Схоже: "Если то, что может быть нарушено в Раю, окажется разрушенным, значит, оно не главное; а будь оно нерушимым тогда мы живем ложным верованием". - Здесь Кафка недвусмысленно отвергает догму о первородном грехе.
Кафка роптал на Бога, как это делал Йов. Он роптал из-за грехопадения и изгнания из Рая. Он жаждал, но не находил основополагающего слова. Он жаждал веры "как гильотины так тяжко, так легко". Но в любом случае ему показалось правильным: совершенно независимо от того, как могли бы расценивать точку зрения Бога по отношению к нам, точка зрения и задача человека проясняется, это деятельность в служении добру, насколько это для нас приемлемо. "Смерть перед нами едва ли не картина битвы Александра на стене в классной комнате.
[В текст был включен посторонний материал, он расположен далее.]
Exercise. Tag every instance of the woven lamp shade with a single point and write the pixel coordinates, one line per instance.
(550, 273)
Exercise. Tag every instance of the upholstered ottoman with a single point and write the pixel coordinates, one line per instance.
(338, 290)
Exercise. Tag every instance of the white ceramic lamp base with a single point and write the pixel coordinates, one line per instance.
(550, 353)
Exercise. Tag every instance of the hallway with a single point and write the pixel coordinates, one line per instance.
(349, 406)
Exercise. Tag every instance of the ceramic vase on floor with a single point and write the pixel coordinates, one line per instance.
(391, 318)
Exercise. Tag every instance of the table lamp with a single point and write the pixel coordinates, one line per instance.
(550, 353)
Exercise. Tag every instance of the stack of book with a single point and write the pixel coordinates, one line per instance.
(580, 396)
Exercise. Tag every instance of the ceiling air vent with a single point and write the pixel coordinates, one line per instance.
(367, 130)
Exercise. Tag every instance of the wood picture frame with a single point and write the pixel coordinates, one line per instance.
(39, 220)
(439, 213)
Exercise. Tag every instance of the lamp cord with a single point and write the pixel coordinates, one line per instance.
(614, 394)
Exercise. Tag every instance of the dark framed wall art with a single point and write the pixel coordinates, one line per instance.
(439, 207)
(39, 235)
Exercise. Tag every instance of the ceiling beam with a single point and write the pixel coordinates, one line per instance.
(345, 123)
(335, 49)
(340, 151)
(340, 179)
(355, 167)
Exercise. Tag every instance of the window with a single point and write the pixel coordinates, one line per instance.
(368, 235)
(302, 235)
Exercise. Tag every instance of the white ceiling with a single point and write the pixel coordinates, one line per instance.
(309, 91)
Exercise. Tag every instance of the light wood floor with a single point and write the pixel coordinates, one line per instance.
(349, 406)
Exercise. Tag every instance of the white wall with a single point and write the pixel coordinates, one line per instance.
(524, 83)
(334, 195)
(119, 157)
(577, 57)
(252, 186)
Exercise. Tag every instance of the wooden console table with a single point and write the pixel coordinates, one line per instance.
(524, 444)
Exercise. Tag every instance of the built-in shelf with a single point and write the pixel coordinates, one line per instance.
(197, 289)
В том=то и дело, что ЮДАГОДАРЯ НАШЕЙ ДЕЯТЕЛЬНОСТИ ЕЩЕ В ЭТОЙ ЖИЗНИ мы картину затушевываем или даже стираем".
Сравните с этим запись в Дневнике 11.11.1911 самую потрясающую по моим ощущениям: "Как только я каким-нибудь образом узнаю, что больше не занимаюсь недостатками, к ликвидации которых я действительно склонен (например, исключительно удовлетворительной, а по мне безотрадной жизни моей замужней сестры), я на какое-то время теряю чувствительность мускулов моих рук".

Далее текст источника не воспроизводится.